But these cases are only the tip of an enormous iceberg.....

As with other occupation regimes, Israel has long relied on the most traditional way of recruiting collaborators: torture....

Detention provides other opportunities for recruitment. In the past 17 years alone, 150,000 Palestinians have been prosecuted by the military regime. According to the Israeli group Yesh Din, 95 per cent of these trials end in plea bargains, offering yet another chance to persuade a detainee to turn informant.....

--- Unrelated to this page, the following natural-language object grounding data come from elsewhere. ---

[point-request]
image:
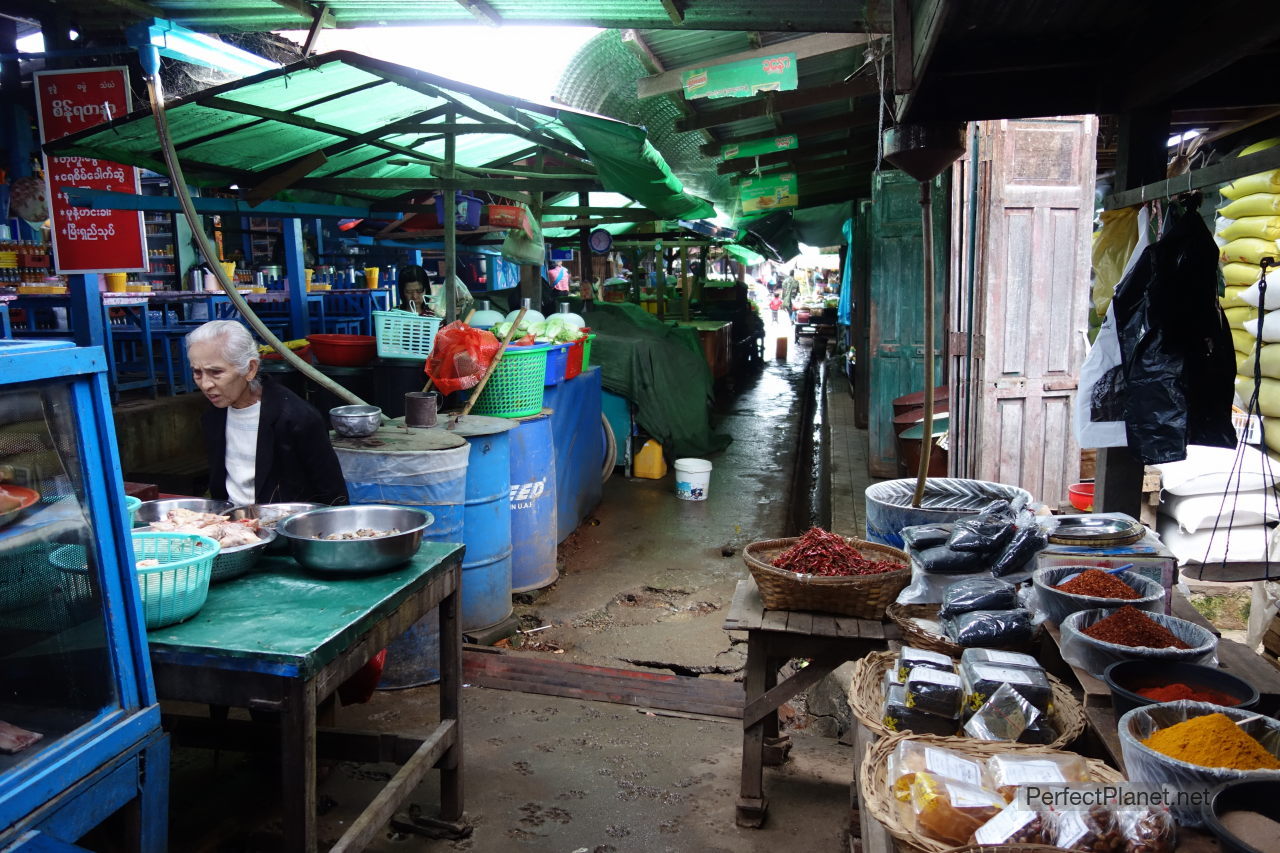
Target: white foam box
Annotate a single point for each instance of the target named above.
(1150, 559)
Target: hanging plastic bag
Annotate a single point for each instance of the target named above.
(460, 356)
(1100, 398)
(526, 249)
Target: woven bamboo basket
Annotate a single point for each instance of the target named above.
(877, 793)
(860, 596)
(865, 699)
(917, 635)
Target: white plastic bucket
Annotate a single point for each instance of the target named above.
(693, 478)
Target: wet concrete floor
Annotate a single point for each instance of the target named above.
(643, 584)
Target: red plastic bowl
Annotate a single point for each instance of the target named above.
(1080, 496)
(343, 350)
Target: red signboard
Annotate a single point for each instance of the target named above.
(87, 240)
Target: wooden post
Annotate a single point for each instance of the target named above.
(1142, 158)
(451, 227)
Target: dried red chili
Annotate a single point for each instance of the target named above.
(1098, 584)
(819, 552)
(1178, 690)
(1130, 626)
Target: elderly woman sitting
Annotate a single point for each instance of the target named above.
(265, 445)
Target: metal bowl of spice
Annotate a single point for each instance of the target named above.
(1196, 746)
(1240, 815)
(1138, 683)
(1061, 591)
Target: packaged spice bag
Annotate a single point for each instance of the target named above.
(1002, 717)
(981, 682)
(935, 690)
(910, 657)
(978, 593)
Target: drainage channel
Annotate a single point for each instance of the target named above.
(810, 487)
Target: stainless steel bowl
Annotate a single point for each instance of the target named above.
(233, 562)
(269, 515)
(356, 422)
(355, 556)
(156, 510)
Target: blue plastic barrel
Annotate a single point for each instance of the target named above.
(533, 505)
(487, 525)
(420, 468)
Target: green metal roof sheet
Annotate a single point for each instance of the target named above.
(380, 129)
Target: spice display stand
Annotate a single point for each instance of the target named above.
(773, 637)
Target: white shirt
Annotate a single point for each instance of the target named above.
(242, 452)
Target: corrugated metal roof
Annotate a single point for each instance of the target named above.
(248, 16)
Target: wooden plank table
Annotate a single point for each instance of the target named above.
(282, 641)
(772, 638)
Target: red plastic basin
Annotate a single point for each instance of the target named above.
(343, 350)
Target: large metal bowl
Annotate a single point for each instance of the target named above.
(233, 562)
(355, 556)
(269, 515)
(156, 510)
(356, 422)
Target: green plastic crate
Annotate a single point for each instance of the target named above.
(515, 388)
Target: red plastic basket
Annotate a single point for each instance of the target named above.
(343, 350)
(574, 366)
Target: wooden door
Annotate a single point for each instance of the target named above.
(1013, 392)
(896, 304)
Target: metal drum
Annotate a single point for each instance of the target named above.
(425, 469)
(487, 524)
(533, 505)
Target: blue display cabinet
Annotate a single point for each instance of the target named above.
(73, 649)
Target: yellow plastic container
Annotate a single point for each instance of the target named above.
(649, 464)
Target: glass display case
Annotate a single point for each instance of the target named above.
(77, 706)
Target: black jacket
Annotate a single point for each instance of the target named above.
(296, 463)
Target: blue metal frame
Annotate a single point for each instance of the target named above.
(35, 794)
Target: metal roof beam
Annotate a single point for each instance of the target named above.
(804, 48)
(775, 103)
(801, 129)
(481, 12)
(746, 164)
(306, 10)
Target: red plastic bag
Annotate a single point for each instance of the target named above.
(460, 356)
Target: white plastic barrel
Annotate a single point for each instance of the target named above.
(693, 479)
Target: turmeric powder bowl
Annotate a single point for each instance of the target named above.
(1203, 742)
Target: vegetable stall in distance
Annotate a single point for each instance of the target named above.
(828, 555)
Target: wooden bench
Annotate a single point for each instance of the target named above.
(772, 638)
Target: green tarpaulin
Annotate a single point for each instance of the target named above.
(661, 369)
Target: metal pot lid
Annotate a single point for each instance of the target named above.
(1096, 530)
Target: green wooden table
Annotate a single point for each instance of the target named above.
(283, 639)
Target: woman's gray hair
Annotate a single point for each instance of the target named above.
(234, 343)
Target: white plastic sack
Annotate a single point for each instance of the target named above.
(1210, 470)
(1238, 544)
(1147, 766)
(1102, 356)
(1196, 512)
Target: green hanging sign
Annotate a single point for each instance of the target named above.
(743, 78)
(767, 192)
(759, 146)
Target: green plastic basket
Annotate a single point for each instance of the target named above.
(515, 388)
(403, 334)
(177, 588)
(132, 505)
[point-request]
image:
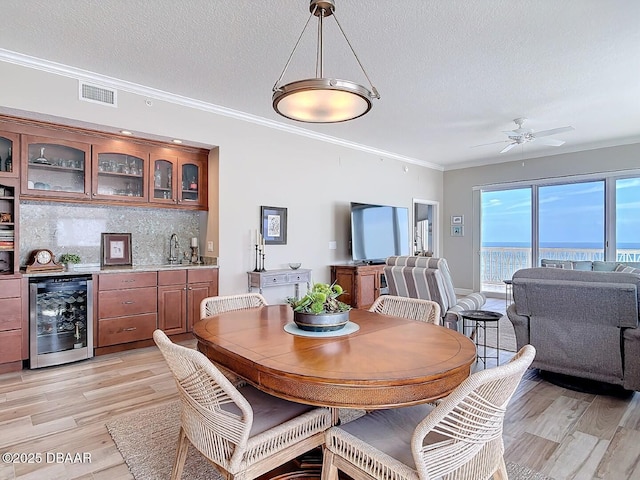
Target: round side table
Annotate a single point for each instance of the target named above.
(484, 319)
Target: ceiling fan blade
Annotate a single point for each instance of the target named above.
(508, 147)
(553, 131)
(492, 143)
(552, 142)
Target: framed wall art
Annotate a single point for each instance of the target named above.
(273, 225)
(115, 249)
(457, 231)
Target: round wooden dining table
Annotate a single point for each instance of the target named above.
(388, 362)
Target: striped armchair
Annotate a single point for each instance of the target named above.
(429, 278)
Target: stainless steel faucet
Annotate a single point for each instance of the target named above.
(174, 248)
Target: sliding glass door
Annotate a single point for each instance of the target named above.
(505, 233)
(571, 221)
(628, 219)
(594, 219)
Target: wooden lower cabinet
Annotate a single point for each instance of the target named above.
(362, 284)
(132, 305)
(127, 307)
(179, 295)
(13, 335)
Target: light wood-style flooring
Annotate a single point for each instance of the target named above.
(562, 433)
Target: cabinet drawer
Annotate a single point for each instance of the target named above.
(299, 277)
(9, 288)
(172, 277)
(11, 346)
(280, 279)
(203, 275)
(11, 309)
(127, 329)
(119, 281)
(119, 303)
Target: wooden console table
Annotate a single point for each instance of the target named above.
(274, 278)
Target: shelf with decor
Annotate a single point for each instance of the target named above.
(9, 219)
(55, 168)
(9, 143)
(119, 172)
(62, 163)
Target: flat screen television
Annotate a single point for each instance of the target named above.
(378, 232)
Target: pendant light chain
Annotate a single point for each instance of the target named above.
(373, 89)
(295, 47)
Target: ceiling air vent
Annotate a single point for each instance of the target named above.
(96, 94)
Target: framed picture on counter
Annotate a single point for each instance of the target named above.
(115, 249)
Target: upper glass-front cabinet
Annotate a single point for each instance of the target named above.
(192, 186)
(119, 172)
(56, 168)
(163, 177)
(9, 155)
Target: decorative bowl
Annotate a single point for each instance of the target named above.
(321, 322)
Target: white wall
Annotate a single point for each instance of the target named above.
(256, 165)
(458, 199)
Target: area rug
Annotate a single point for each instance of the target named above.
(147, 441)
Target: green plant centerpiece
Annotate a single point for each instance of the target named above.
(320, 310)
(69, 259)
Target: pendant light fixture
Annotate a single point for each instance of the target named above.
(320, 99)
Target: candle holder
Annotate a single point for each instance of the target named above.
(257, 258)
(195, 258)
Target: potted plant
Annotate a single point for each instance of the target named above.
(320, 310)
(69, 259)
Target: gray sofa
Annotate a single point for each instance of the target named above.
(582, 323)
(587, 265)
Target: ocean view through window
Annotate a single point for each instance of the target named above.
(570, 224)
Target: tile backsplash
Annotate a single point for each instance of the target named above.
(77, 228)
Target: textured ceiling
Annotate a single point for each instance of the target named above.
(452, 74)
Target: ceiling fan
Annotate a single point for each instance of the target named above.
(524, 135)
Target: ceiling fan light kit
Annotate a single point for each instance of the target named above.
(320, 99)
(522, 135)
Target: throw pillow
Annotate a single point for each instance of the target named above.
(623, 268)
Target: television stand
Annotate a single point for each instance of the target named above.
(362, 283)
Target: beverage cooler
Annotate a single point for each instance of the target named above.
(60, 320)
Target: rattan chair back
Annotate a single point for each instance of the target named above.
(216, 305)
(405, 307)
(217, 419)
(459, 439)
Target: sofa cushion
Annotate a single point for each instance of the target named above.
(599, 266)
(549, 263)
(583, 265)
(625, 269)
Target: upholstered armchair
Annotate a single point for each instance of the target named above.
(430, 279)
(583, 324)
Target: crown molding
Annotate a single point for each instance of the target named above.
(153, 93)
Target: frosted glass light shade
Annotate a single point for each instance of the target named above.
(322, 100)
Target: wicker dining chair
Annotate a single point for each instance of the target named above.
(405, 307)
(460, 438)
(215, 305)
(243, 431)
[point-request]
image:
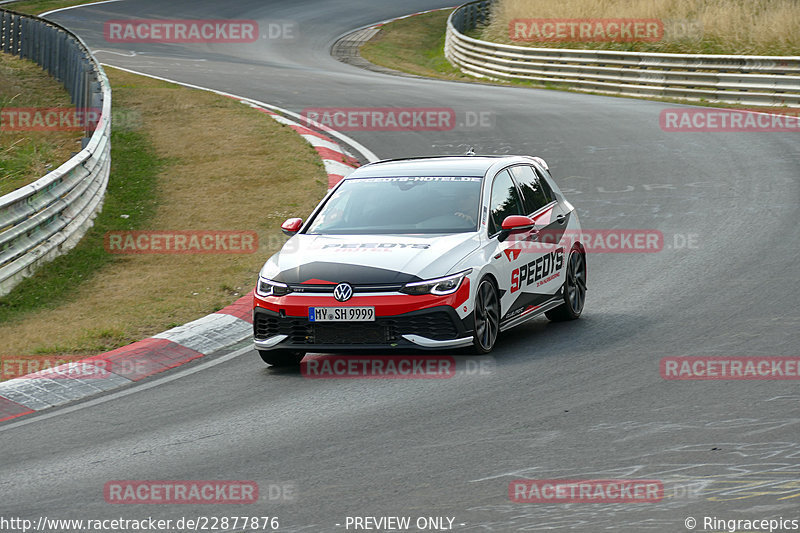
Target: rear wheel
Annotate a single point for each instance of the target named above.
(574, 289)
(281, 357)
(487, 317)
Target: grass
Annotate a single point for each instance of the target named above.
(192, 161)
(745, 27)
(26, 156)
(392, 47)
(34, 7)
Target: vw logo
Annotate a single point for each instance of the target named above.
(343, 292)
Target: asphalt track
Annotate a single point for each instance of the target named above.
(577, 400)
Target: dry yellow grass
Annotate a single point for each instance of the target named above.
(26, 156)
(757, 27)
(232, 168)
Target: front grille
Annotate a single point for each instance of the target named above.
(357, 289)
(353, 333)
(436, 325)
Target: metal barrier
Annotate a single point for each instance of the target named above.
(749, 80)
(48, 217)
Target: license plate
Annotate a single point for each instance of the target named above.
(341, 314)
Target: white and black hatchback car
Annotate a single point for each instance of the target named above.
(431, 253)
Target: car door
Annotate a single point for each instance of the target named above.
(544, 271)
(516, 258)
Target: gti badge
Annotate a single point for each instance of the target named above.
(343, 292)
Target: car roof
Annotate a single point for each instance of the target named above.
(470, 165)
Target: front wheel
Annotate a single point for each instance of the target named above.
(281, 357)
(574, 289)
(487, 317)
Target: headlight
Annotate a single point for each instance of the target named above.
(268, 287)
(438, 286)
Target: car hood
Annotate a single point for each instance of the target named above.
(368, 259)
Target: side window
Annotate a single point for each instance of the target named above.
(505, 201)
(535, 191)
(545, 186)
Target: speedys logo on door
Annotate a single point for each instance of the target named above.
(544, 267)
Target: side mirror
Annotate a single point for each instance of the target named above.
(515, 224)
(292, 226)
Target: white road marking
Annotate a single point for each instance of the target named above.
(73, 7)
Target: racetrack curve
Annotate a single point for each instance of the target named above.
(573, 400)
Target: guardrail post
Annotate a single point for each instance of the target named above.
(48, 217)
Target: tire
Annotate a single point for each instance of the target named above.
(574, 289)
(487, 317)
(281, 357)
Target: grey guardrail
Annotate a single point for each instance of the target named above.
(733, 79)
(48, 217)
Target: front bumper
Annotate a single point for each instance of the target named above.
(433, 328)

It is this gentle ensnaring of large sections of the Palestinian population -- together with open threats of physical violence to smaller sections of the population -- that ensure collaboration with the occupation is endemic. This, as Israel well understands, creates an environment that frustrates successful resistance, which requires organization, cooperation and intelligence-sharing between armed factions. As soon as the circle widens beyond a few individuals, one of them is likely to be an informant.

The result can be seen in the dismal failure of most armed acts of resistance, as well as the ease with which Israel picks off Palestinian leaders it "targets" for execution.

Mr. Abdel Jawwad calls this approach "psychological warfare" against Palestinians, who are made to believe that their society is "weak, sickly and composed of untrustworthy characters."

In short, it encourages social fragmentation in which Palestinians come to believe that it is better to stab their neighbor in the back before they get stabbed themselves."